Gov. Kathy Hochul's proposal to allow alcohol-to-go on a permanent basis for bars and restaurants is spurring conversations about New York State's antiquated liquor laws.

Paul Zuber, the head of government affairs at the Business Council of New York State, says there are a number of laws, particularly those affecting liquor stores, that were the result of Prohibition-era fears, but he doesn’t think that liquor stores would suffer from making alcohol-to-go a permanent policy.

He’s urging lawmakers to keep bottle sales restricted to liquor stores, and think about a comprehensive reform to other laws as they work to pass alcohol-to-go.

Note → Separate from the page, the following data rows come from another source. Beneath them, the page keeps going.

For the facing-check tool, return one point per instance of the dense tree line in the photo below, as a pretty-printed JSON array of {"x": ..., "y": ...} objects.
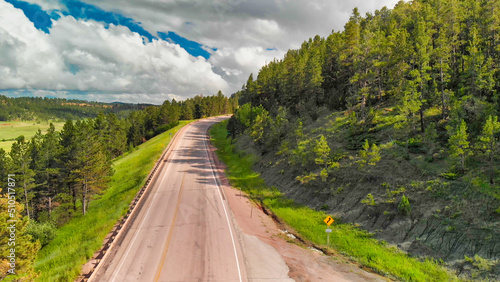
[
  {"x": 420, "y": 55},
  {"x": 37, "y": 108},
  {"x": 435, "y": 65}
]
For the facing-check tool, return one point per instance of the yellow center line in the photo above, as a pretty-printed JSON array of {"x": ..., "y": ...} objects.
[{"x": 171, "y": 231}]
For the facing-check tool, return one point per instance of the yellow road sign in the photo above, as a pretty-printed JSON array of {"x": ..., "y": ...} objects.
[{"x": 329, "y": 220}]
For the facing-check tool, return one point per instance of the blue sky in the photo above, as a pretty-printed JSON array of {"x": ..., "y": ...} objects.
[
  {"x": 83, "y": 11},
  {"x": 152, "y": 50}
]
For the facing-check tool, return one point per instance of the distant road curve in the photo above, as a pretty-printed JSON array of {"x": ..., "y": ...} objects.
[{"x": 184, "y": 229}]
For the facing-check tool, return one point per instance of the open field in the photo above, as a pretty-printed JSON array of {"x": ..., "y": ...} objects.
[
  {"x": 76, "y": 242},
  {"x": 345, "y": 238},
  {"x": 10, "y": 130}
]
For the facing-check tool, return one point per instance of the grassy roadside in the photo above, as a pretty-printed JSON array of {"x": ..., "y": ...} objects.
[
  {"x": 76, "y": 242},
  {"x": 345, "y": 238}
]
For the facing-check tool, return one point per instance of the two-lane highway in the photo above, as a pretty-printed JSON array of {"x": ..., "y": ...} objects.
[{"x": 183, "y": 230}]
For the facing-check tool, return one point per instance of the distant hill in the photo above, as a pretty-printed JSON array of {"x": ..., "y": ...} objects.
[{"x": 37, "y": 108}]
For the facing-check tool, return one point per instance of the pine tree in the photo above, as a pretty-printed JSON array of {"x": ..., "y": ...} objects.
[
  {"x": 459, "y": 144},
  {"x": 322, "y": 151},
  {"x": 20, "y": 166},
  {"x": 25, "y": 249},
  {"x": 91, "y": 168}
]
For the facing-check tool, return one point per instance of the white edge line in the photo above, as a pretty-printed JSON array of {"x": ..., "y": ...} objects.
[
  {"x": 224, "y": 206},
  {"x": 129, "y": 246}
]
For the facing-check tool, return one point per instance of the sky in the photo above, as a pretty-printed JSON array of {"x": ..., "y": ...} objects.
[{"x": 148, "y": 51}]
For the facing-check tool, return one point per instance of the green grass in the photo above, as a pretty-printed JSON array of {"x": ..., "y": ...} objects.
[
  {"x": 345, "y": 238},
  {"x": 10, "y": 130},
  {"x": 76, "y": 242}
]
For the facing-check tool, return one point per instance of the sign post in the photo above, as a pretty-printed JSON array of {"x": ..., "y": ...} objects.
[{"x": 328, "y": 220}]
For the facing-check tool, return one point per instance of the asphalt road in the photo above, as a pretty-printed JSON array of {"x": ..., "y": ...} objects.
[{"x": 185, "y": 230}]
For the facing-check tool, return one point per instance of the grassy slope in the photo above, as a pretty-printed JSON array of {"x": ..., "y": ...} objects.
[
  {"x": 309, "y": 223},
  {"x": 77, "y": 241},
  {"x": 10, "y": 130}
]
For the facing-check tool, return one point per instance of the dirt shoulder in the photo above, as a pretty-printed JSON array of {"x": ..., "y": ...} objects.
[{"x": 304, "y": 263}]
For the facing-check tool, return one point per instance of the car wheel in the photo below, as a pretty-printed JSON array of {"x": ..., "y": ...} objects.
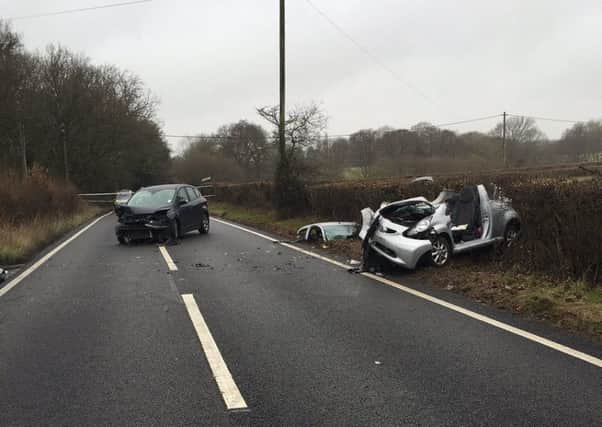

"When you talk about bottles, I think you're talking about potentially replacing sales at liquor stores; when you're talking about a limited to-go, you're not really impacting on the liquor stores’ business,” Zuber said.

The liquor store lobby has been vocal in opposing alcohol-to-go, but Zuber points to another law that he thinks is having a bigger effect: Licensing.

Liquor store owners get only one license, but people who want to operate a bar or restaurant could be licensed in 50 establishments.

"What's happened is it's limited access,” Zuber said.

He told public radio's Capitol Pressroom that there are many laws that need to be changed in New York, particularly the multiple license law, to help equalize things in the alcohol and beverage industry.